This cabin fever has prompted me to amend my Write what you know mantra:

Write what you know.

Write what you love.

Write what you’d love to know.

Write where you’d love to go.


If you’re suffering from cabin fever, too, then I have good news for you. The best part about being a writer is that we get to go anywhere, anytime, anyhow. All we need is pen, paper, and imagination.

My darling daughter Alexis lives abroad—which means I haven’t seen her or my adorable granddaughters for going on a year now. Sure, we zoom, but it’s not the same. It’s infuriating and depressing and heartbreaking—so much so that at one point I found myself suffering a melancholy I just couldn’t shake.

I knew I needed to do something. So I turned to the one thing that has always worked for me: Write my way out of it.
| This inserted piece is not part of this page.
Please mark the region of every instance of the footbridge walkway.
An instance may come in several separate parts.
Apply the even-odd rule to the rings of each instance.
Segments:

I couldn’t change the circumstances that keep me away from my family, but I could conjure up a story to take me away to the vineyards of Alsace, the canals of Colmar, the Christmas markets of Strasbourg. This region is where many of my forebears lived before coming to the United States in the 19th and early 20th century. Sooner or later everyone in the family makes a pilgrimage to the medieval church my great-great-great grandfather helped to restore a hundred years ago. Alexis and I took a memorable mother/daughter trip there some years ago.

I can relive those happy days by setting a novel in that special place, populating it with characters inspired by my relations, past and present, and sending them all on an Alsatian adventure. Just thinking about it makes me smile.


For me, the real writing on a new novel doesn’t begin until I find my way into the story. This can be an image, a setting, a character, or a line of dialogue that sparks a scene in my mind. When one doesn’t readily occur to me, I play around with these elements until inspiration strikes.

For this story, I spent a Saturday afternoon making a vision board. I got out an old bulletin board and flipped through family albums, magazines, and hat boxes full of souvenirs, tacking whatever appealed to me to the board in a colorful collage of photos and postcards, maps and memories, signs and symbols.

This exercise was the perfect pastime for a rainy day, a story builder as well as a mood booster. By the time I was finished, I had scenes and settings, plot points and themes, sub-plots and supporting characters, all bubbling up out of my sub-conscious. And I was feeling very, very good.

That good feeling has persisted. Sure, the hard work of the first draft is ahead of me. But the journey has begun. I’m on the road, which furls out in front as far as my imagination can take me. Allons-y!

Postscript: The vision board sits on the antique church pew in the den, where I do my work. My mother comes in to look at it every day, admiring the six generations of our family pictured in the collage and the many landmarks in Alsace that have played such a significant role in the history of our clan. The fact that she finds the vision board as much of a comfort as I do is an unexpected gift of grace.